“Autism is different.” Well, yes. But different how? Many people with a diagnosis of autism regard it as just that: a difference, part of the broad span of neurodiversity, and one which confers a number of advantages. They are offended by any notion that they are disabled, not least because people at the Asperger end of the spectrum tend to have above-average levels of intelligence. Any Autism Spectrum Condition is classed as a disability under the terms of the 2010 Equality Act – and this can sometimes be useful when engaging with employers – but it is different from other conditions / diagnoses / impairments / disabilities.
Any disabling aspect, if it is present, invariably comes from other people’s reactions and lack of understanding.
Autism is at root a condition that affects the way that someone communicates. In particular, many (although not all) autistic people struggle to register the non-verbal aspects of communication: body language, facial expressions, voice tone, and context (sarcasm, irony, and some forms of humour). And since the percentage of communication which is non-verbal is a significant proportion of the total, this offers ongoing opportunities for mutual misunderstanding – particularly in the workplace, with its host of unspoken rules and convention that vary from one organisation to the next.
Autism is a condition apart, and it varies a great deal between individuals.

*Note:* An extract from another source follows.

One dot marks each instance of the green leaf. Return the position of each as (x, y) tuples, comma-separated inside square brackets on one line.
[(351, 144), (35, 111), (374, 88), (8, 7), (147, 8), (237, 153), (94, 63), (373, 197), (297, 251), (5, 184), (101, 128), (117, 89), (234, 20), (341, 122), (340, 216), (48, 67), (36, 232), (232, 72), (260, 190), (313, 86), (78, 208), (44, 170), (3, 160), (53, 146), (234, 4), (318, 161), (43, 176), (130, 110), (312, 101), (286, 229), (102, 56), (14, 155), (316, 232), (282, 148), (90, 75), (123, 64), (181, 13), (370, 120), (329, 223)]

Anyone who does need support for one or more aspects of their condition has traditionally been signposted either to ‘Learning Disabilities’, ‘Physical Disabilities’, or (with apparently increasing frequency) to ‘Mental Health’. This is rarely helpful, except indirectly on those occasions when it provides access to a budget to buy in appropriate specialist support. If any of these services do try to provide support from in-house, autistic people tend to find they don’t have the experience to meet their needs. More often the service they have been told to contact says “Oh no, it’s not us you need, you need to go to Learning Disabilities / Physical Disabilities / Mental Health” (delete as appropriate). Autism doesn’t fit into any of these categories. Someone may have other co-occurring conditions which do, but the autism won’t.
So does it involve a different way of thinking?
Absolutely. And herein lies its strength. Many autistic people find it helpful to use the terms ‘neurodiverse’ and ‘neurotypical’ to indicate the contrasts. They are often frustrated by the irrationality, emotionality and sheer woolliness of the way most people think and speak. Their preference for rational analysis and consistency often enables them to be gifted problem-solvers, particularly when that’s coupled with the fresh and creative ways of approaching a particular issue that also tend to characterise other neurodiverse conditions such as dyslexia.
The communication issue recedes as colleagues and managers get to know each person as an individual.
So if you’re getting bogged down at work, feeling that you are stuck with the same old same old, maybe what you need is someone with autism on your team.